Mr. No VFD has existed at this municipality for far longer than my career. The entity has an issue with training electrical and instrumentation technicians who then command a salary bump elsewhere than the local municipality can keep up with. As a result it is frequently impressed upon the consultants to design facilities that can essentially be "fixed with a hammer", "run in manual", "run to failure", low tech solutions. While this might seem a little odd, it does produce low tech, robust facilities that are a unique challenge to design, build and operate. The entity is simply unable to attract, develop and retain the I&C talent to deal with VFDs (not to mention PLCs).
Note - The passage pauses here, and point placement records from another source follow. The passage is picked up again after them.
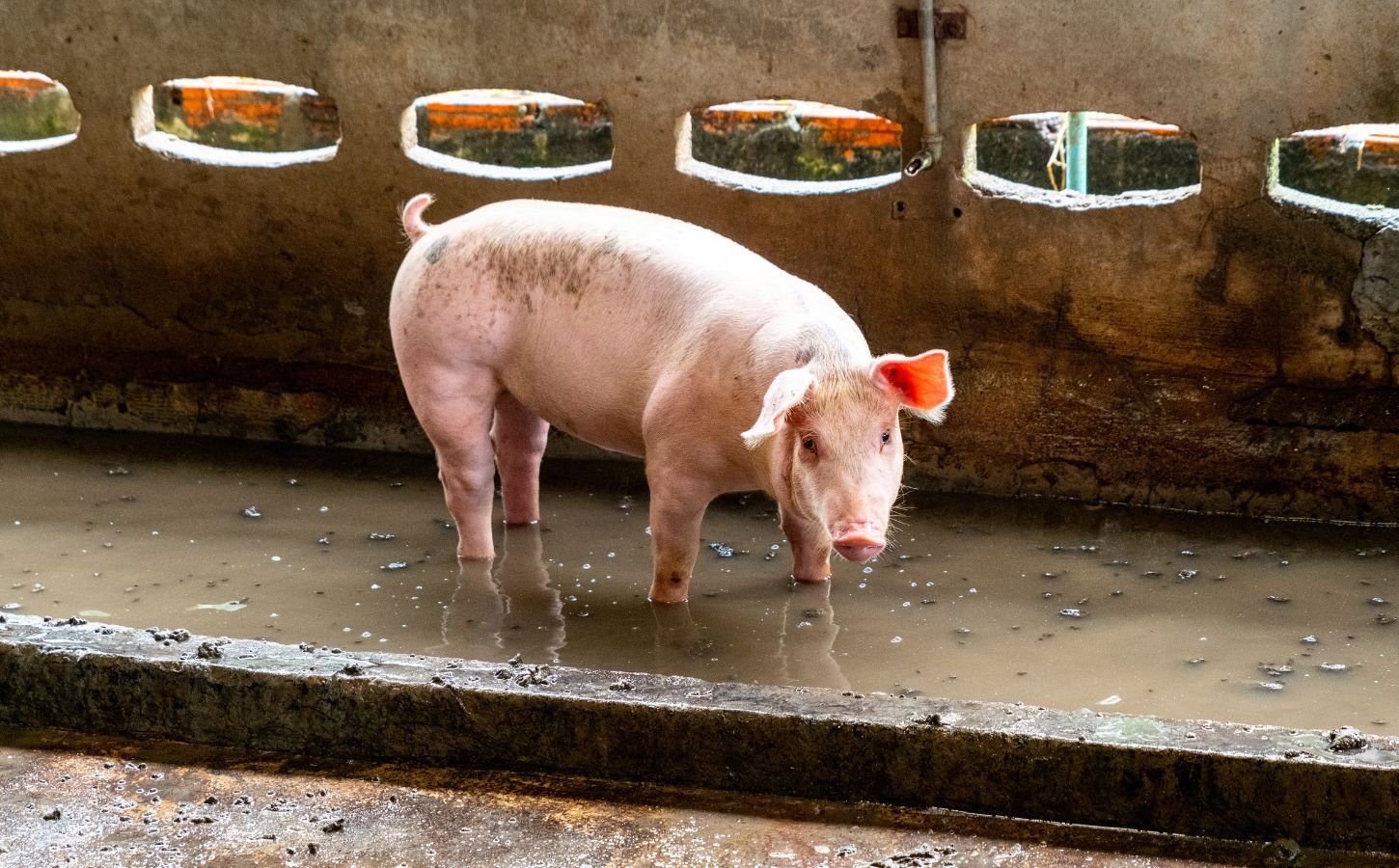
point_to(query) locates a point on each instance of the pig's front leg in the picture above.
(676, 509)
(810, 548)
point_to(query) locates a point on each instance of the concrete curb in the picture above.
(1190, 777)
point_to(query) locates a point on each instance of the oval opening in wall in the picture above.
(230, 121)
(1350, 170)
(508, 134)
(1084, 159)
(35, 114)
(789, 146)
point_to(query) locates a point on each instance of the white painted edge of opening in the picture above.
(1069, 200)
(208, 155)
(444, 162)
(1380, 217)
(432, 159)
(686, 164)
(27, 146)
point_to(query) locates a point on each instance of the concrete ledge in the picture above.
(1191, 777)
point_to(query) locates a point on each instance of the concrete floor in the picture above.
(80, 800)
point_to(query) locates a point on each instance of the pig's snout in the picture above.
(858, 543)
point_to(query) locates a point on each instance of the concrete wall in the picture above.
(1205, 354)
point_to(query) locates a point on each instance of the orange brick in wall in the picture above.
(203, 106)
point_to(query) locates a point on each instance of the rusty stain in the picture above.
(171, 804)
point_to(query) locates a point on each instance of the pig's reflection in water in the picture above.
(808, 639)
(509, 607)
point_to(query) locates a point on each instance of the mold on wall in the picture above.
(1218, 352)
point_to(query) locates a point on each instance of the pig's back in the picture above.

A few VFDs have crept in but they always make their discontent about it known and insist on no VFDs unless there is no feasible alternative. This situation may be one of the instances where VFDs are the best feasible alternative, despite the general aversion to them.

 

[fel3]

hondashadow...

Great point. The temporary sewage lift station I mentioned above, I designed as if it was going to be permanent.

Fred

============
"Is it the only lesson of history that mankind is unteachable?"
--Winston S. Churchill

 

[bimr]

It would appear that you need to reevaluate the project scope.

Operating a forcemain at 10-ft/sec is extremely uneconomical. You may have to overpressurize the forcemain in order to get the necessary flow. You don't mention the length of the forcemain, but you can probably pay for a portion of the forcemain in energy savings and equipment savings.

 

[hondashadow1100vt]

In response to 1503-44's notes:

1) I think that we can demonstrate the turndown capability of the pumps and perhaps illustrate the life cycle cost savings in order to ease the client's potential acceptance of the viability and advantage of VFDs. Proximity to the BEP (and therefore superior pump performance and superior service life are another benefit that is more challenging, but possible to illustrate. We'd also need to demonstrate to them that the pumps still perform adequately when the VFDs fail...which is always a little more challenging, put may be possible with an otherwise unused discharge throttling valve that could be deployed if/when necessary at some point in the future as a backup (i.e., backup to the VFD).

2) The idea of adjusting the number of duty pumps does seem to make some good sense. Given the uncertainty about the future, it seems like designing for the current condition makes the most sense with the future being a "best fit" achievable with the same pumps using fewer duty pumps. Similarly, we’d need to demonstrate that this would need to work optimally with VFD and feasibly in bypass. Maybe the dollars associated with the inefficiency will be more convincing given the current/forecasted economic budget constraints.

3) Regarding “Possibly never”: This is a what if scenario. There is no way of predicting the likelihood that the future force main does not materialize. Purely going off of past experience from other facilities that have indicated that this risk does exist. Your last sentence on capacity increases being inevitable is comforting.

Thank you!

 

[hondashadow1100vt]

Good point bimr! I really do not want to operate at 10 fps. Lots of operational cost. Also erosion and corrosion of the FM.